Sen ki; dünyayı önüne seren kadın;
Sen ki yalnızlığıyla barışık olan;
Sen ki hayalleri için yaşayan. Nerdesin şimdi?
Şimdilerde yaşadığın, geçmişinin izlerinin seni sürüklediği bu dayanılmaz acı da ne?
Sen yüreğini bir parmaklığa kapatmış aydınlık yüzü olan kadın!

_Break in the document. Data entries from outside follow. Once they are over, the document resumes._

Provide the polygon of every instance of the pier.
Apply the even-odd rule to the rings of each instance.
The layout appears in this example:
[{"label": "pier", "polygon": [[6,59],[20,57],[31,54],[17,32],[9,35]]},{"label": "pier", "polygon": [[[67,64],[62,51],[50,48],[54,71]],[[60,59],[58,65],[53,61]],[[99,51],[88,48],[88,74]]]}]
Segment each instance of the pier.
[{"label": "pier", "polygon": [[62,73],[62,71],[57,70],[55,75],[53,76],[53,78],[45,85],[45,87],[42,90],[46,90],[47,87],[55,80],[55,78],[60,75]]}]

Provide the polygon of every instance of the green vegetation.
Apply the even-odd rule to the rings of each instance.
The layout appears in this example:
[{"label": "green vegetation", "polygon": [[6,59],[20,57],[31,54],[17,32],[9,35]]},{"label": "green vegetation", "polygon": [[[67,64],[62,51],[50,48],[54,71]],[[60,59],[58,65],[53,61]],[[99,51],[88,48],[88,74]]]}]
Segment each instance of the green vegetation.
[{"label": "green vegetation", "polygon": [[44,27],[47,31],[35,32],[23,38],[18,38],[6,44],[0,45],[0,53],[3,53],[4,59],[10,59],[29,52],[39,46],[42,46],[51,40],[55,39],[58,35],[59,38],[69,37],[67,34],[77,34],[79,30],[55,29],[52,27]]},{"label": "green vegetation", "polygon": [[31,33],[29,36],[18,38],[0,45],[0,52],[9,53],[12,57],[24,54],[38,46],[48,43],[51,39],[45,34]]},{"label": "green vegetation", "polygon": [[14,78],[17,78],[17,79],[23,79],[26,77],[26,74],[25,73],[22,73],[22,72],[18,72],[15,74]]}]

Nerelerdesin şimdi?
Kayıp mı edildin, kendin mi kayboldun?
Kaybolduğun yol da kim seni sürükledi bu dayanılmaz acıya.
Sevgiyle bütünleşen kalbini şimdi niye dikenler kaplamış,
Sen içindeki tüm sesleri havalandıran sonsuz güce sahip kadın, şimdi nerede senin o sonsuzluğun?
Sonsuzluğu nerede kaybettin ve yokluğun nerede başladı?
Seni yalnızlığa iten neydi ki, sen bunca zamana rağmen kendini hiç oradan kurtarmadın?
Kurtaramadığın zamanların zamansız acılarla kaplı olduğunu niye bu kadar geç anladın?
Sana ait olduğunu bildiğin tüm yalnızlık tabularında şimdi neden boğuluyorsun?
Bu denizler senin sularındı, kendi sularında neden dibe batıyorsun?
Yoksa taş mı bağladılar bir daha çıkma diye?
Yoksa sürüklendin mi gelgitlerde?
Aşk senin için nerede başladı ve nerede bitti?
Dünya senin için ne zaman döndü ve ne ara durdu?
Yalnızlık ne zamandan beri sana böylesine düşman oldu?
Uyan artık uyan peri kadın!
Uyan; yoksa bir daha asla gözlerini açamayacaksın.
Uyan; yoksa kaybettiğin zamanı hiçbir zaman geri alamayacaksın.
Uyan; uyan ki, bu içindeki çimenlik tekrar kır çiçekleri açsın.